Does anyone know if there are any differences between these two model year Allez's? The high end non-Sworks versions. 

Are the forks both the same weight/modulus carbon? 2016 specifically says it's the same as the S Works model. 2015 didn't.

Is the frame the same? Weight improvements?

Reason I'm asking is when I look at the geo chart for the 52cm, there seems to be a couple mm differences in TT and stack. Not sure if that's just a revision to the way the frame was measured or indicative of a slightly revised frame. 

Thanks!


----------



## TricrossRich (Mar 26, 2014)

Good catch... I just put a post in on SBCU, asking.


----------



## dton13 (Jul 15, 2013)

Much appreciated. Please keep me posted!


----------



## TricrossRich (Mar 26, 2014)

So.. Mark Cote from Specialized responded last night and he said, "The Sprint frames all have the S-Works Tarmac fork." Obviously, he's referring to the Alez, Sprint which wasn't what I asked about or what you're referencing... I'm assuming he made a mistake and perhaps its evidence that a mistake was made in the copy for the non-sprint Allez expert and comp models.


----------



## TricrossRich (Mar 26, 2014)

OK... I asked Mark to clarify and this was his response.

"Apologies - the FEATURES page is incorrect on the website (I will get it corrected - thank you for catching this). 

The spec page is correct. The non-sprint DSW models have monocoque FACT Carbon forks on them - the same as on our SL4 frames, however not S-Works. The Elite utilizes an alloy steerer with carbon crown and legs."


----------



## dton13 (Jul 15, 2013)

That makes sense. Okay so I'll take it that 2015 and 2016 frame/fork in non-sprint or s works are basically the same.

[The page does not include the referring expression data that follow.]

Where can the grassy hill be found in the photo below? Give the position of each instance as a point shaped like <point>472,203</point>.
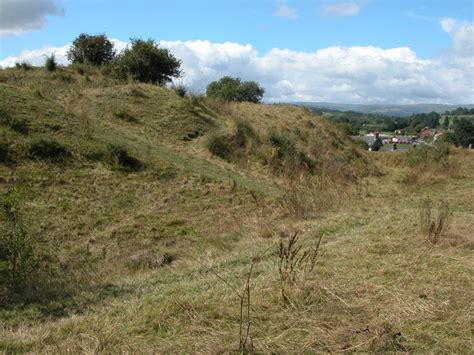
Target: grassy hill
<point>164,224</point>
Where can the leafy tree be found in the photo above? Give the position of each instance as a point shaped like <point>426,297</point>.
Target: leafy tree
<point>50,63</point>
<point>91,49</point>
<point>233,89</point>
<point>446,122</point>
<point>145,61</point>
<point>250,91</point>
<point>463,134</point>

Since we're on the topic of corrections, you can tell him that the standover numbers in the geo charts are also wonky.

Thanks again TricrossRich


----------



## JOJO89 (Jan 2, 2021)




----------



## JOJO89 (Jan 2, 2021)

JOJO89 said:


> View attachment 478098





dton13 said:


> That makes sense. Okay so I'll take it that 2015 and 2016 frame/fork in non-sprint or s works are basically the same.
> 
> Since we're on the topic of corrections, you can tell him that the standover numbers in the geo charts are also wonky.
> 
> Thanks again TricrossRich


this is my bike,8.40kg,with good wheels,this bike is seriosly race mashine,mazbe with ultegra 8.20kg,nice,very nice )))


----------